Complement colours for butterfly trail: each attractor's shadow uses the HSL complement of its primary colour, computed at runtime from the color field in constants.ts. No hardcoded shadow colours — adding a new attractor automatically gets a correct complement.
Per-attractor palettes: void black → characteristic hue → white. Multi-stop gradients interpolated against trail position.
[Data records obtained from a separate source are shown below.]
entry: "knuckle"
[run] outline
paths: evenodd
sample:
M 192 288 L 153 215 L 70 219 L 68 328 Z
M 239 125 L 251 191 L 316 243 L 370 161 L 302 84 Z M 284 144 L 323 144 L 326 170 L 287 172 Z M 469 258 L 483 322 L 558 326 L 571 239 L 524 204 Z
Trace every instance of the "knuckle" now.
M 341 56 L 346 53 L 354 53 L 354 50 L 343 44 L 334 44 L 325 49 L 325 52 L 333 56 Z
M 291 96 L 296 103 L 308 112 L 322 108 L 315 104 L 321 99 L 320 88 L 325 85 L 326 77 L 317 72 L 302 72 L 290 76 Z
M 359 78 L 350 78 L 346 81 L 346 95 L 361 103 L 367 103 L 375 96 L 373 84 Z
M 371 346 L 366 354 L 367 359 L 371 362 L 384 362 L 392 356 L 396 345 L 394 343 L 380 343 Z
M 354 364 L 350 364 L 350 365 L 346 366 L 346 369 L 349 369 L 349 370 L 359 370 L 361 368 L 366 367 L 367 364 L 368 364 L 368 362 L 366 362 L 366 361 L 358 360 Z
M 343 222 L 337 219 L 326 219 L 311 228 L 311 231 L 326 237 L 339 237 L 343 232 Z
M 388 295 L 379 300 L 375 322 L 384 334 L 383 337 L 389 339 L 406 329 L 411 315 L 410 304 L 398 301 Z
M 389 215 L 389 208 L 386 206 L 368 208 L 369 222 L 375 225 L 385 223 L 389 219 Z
Lorenz is magma (orange), Aizawa is wild berry (pink), Cygnus X-1 is a deep blue-violet singularity palette.
Rabinovich-Fabrikant runs at 0.15× the default speed multiplier — it is genuinely highly unstable and diverges at normal integration speeds.
Connection to dynamical systems ML: RK4 integration here is the same class of numerical method used in physics-informed simulation for reinforcement learning — tyre degradation models, fuel consumption curves, weather state Markov chains. Strange attractors are the canonical demonstration of why small errors in initial conditions compound over time, which is exactly why stochastic control problems require Monte Carlo rollout planning rather than single-trajectory forecasting.